Einberufen zum deutschen, ungarischen (die Deutschen der Batschka gehörten zwischen 1941 und 1944 zu Ungarn) und zum kroatischen Militär sowie zu den diversen Heimatschutztruppen waren rund 93.000 Donauschwaben. Exakte Unterlagen und entsprechende Hochrechnungen ergeben die Zahl von 26.000 Soldaten, die nicht mehr aus dem Krieg zurückkehrten. Vorsichtige Schätzungen lassen überdies den Schluß zu, daß etwa 5.000 von ihnen in Jugoslawien (vornehmlich in der Gefangenschaft unmittelbar nach Kriegsende) umgekommen sind. Somit bewegt sich die an der unteren Grenze angesetzte Zahl der durch die Tito-Partisanen bzw. durch das spätere Tito-Regime verübten Völkermord umgekommenen Donauschwaben bei rund 65.000.

Zählt man die 4.300 Zivilpersonen und die rund 700 ermordeten Soldaten der Sloweniendeutschen dazu, dann sind 70.000 Deutsche aus dem ehemaligen Jugoslawien von 1941 bis 1948 dem Völkermord zum Opfer gefallen.

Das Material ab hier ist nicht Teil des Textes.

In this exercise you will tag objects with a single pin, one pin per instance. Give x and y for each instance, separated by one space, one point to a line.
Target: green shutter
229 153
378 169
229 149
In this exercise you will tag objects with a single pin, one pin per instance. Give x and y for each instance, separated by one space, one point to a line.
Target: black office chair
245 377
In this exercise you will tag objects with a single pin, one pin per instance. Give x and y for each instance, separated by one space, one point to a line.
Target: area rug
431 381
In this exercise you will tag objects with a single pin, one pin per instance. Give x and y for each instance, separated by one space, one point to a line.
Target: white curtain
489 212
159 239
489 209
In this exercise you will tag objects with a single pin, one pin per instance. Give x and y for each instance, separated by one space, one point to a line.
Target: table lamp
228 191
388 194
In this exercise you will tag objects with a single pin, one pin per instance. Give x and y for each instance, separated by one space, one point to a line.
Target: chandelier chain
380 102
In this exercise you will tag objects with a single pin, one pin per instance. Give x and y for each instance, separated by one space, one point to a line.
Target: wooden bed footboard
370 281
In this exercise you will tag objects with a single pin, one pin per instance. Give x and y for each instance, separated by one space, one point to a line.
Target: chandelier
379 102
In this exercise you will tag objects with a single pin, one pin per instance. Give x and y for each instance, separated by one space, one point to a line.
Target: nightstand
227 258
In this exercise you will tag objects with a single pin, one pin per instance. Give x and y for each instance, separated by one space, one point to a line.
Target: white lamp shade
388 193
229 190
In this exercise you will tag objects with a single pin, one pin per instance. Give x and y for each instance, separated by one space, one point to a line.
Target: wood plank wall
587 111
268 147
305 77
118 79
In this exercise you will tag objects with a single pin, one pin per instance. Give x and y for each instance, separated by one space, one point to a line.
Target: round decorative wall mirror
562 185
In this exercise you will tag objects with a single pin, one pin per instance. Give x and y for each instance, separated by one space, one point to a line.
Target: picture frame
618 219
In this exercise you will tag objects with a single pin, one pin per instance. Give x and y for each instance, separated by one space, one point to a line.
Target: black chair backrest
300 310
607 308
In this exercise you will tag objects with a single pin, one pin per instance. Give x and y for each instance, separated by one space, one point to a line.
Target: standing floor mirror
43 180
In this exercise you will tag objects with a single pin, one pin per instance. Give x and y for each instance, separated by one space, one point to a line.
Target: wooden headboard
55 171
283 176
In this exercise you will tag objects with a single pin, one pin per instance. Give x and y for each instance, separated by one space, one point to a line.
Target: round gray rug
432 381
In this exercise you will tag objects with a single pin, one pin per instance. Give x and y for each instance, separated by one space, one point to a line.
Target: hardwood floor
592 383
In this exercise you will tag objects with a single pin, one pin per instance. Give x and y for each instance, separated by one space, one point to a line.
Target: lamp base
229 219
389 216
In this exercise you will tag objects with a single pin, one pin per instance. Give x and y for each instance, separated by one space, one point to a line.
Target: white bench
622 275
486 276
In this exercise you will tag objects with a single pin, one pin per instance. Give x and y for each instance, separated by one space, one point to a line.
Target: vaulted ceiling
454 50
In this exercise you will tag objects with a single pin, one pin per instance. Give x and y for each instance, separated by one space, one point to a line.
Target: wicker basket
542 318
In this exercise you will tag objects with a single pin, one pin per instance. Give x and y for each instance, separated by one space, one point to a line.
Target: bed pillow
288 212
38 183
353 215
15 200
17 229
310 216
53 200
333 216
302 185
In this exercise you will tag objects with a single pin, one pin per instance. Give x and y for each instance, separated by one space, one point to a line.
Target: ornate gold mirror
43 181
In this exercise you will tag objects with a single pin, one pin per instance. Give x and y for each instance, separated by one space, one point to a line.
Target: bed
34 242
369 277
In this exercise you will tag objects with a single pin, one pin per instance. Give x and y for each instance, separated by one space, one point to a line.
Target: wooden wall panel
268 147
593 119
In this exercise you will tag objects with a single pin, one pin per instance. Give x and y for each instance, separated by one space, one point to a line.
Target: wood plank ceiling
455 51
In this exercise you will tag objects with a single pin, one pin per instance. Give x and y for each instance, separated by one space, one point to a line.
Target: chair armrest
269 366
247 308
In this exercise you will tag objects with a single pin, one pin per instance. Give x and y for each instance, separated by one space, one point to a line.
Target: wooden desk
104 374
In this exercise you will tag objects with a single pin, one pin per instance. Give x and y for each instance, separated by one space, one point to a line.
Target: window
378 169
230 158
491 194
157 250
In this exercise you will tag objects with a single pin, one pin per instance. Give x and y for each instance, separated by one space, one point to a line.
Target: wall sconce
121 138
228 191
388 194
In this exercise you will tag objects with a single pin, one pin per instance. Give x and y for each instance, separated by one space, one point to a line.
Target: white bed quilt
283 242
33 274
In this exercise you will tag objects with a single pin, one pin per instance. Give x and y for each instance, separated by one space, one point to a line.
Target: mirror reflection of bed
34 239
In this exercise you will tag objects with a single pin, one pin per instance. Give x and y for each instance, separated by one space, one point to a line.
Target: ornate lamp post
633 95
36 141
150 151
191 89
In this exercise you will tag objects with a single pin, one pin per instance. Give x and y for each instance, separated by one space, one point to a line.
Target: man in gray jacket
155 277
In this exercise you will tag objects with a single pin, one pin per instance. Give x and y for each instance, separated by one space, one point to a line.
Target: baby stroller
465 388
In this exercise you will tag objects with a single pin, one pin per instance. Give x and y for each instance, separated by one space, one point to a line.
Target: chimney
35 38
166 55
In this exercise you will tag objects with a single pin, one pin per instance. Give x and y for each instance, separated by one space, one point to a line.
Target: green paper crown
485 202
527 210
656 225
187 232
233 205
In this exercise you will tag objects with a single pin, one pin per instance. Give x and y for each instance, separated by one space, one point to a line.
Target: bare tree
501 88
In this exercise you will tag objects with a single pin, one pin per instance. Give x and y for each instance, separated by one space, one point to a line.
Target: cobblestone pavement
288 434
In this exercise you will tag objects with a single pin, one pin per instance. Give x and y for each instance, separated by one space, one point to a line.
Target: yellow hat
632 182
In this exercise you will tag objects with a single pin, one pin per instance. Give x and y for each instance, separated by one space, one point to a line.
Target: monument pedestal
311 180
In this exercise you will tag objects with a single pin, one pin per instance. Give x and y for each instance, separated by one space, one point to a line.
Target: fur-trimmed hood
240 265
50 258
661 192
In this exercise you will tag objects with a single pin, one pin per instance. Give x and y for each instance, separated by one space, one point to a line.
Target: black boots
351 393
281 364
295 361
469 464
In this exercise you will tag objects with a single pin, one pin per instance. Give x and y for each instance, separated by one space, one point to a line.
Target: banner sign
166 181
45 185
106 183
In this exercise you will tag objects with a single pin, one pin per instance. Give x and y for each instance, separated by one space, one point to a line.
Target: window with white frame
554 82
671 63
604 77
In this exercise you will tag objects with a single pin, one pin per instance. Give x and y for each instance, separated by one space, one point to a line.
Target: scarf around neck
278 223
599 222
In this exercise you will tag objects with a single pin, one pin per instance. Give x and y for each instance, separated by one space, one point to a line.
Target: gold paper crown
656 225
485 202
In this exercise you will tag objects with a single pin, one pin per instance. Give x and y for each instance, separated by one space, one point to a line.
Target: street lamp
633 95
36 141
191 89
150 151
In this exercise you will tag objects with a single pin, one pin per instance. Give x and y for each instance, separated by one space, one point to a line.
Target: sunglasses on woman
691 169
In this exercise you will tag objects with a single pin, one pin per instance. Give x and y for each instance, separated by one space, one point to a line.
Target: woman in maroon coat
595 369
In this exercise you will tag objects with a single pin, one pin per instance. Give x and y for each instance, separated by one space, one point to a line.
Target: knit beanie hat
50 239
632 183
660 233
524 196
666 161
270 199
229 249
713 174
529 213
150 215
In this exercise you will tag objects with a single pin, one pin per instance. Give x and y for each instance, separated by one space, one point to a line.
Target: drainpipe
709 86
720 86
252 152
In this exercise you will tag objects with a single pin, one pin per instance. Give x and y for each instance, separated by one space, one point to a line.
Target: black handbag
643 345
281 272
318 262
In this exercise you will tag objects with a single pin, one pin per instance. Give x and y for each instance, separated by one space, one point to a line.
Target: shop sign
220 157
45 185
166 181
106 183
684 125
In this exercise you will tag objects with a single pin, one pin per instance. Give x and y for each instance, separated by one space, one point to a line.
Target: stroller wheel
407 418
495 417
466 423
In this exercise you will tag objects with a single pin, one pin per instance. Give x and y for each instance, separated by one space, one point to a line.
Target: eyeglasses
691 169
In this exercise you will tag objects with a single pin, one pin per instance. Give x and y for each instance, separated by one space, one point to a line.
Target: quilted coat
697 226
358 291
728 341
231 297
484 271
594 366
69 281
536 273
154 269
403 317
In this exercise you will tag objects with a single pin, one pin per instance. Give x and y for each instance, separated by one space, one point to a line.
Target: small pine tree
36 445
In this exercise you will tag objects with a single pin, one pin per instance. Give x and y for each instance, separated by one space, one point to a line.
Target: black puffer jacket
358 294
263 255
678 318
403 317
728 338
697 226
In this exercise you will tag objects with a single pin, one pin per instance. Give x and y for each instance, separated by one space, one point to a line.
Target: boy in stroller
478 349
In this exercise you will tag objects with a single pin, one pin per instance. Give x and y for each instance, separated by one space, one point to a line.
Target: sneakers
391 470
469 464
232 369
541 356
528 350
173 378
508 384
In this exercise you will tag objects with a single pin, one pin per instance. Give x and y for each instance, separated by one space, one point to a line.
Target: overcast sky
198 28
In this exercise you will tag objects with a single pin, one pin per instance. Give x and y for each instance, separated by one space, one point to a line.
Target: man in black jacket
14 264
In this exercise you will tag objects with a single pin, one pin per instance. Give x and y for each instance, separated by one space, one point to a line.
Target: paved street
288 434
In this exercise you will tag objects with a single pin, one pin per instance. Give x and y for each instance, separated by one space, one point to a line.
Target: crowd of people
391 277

Die Dokumentation der Vertreibung der Deutschen aus Ost-Mitteleuropa, Band V: Das Schicksal der Deutschen in Jugoslawien, herausgegeben vom Bundesministerium für Flüchtlinge und Kriegsgeschädigte unter der Federführung von Theodor Schieder, Bonn 1961, kommt auf Verlustzahlen ähnlicher Größenordnung wie die oben angeführten. Diese Dokumentation des seinerzeitigen Bundesministeriums wird gerne als Bonner Dokumentation, gelegentlich auch als Schieder-Dokumentation, bezeichnet. Es ist ihr Verdienst, in einer überzeugenden und eindrucksvollen Weise den Beweis des vorbedachten Völkermordes an der deutschen Volksgruppe erbracht zu haben. Sie läßt jedoch in ihrer einleitenden Darstellung die Frage nach den Gründen dieses Völkermordes offen und beschuldigt überdies die Donauschwaben, in Form einer "Fünften Kolonne" während des Jugoslawienfeldzugs der Deutschen und ihrer Verbündeten im April 1941 den vorzeitigen Zusammenbruch der jugoslawischen Armee mitverursacht zu haben, eine Aussage, die der Faktenlage nicht standhält.Rum

 

Bei dem Text handelt es sich um einen Auszug aus dem Buch "Verbrechen an den Deutschen in Jugoslawien 1994–1948. Stationen eines Völkermordes", hrsg. vom Arbeitskreis Dokumentation der Donauschwäbischen Kulturstiftung, München 1998.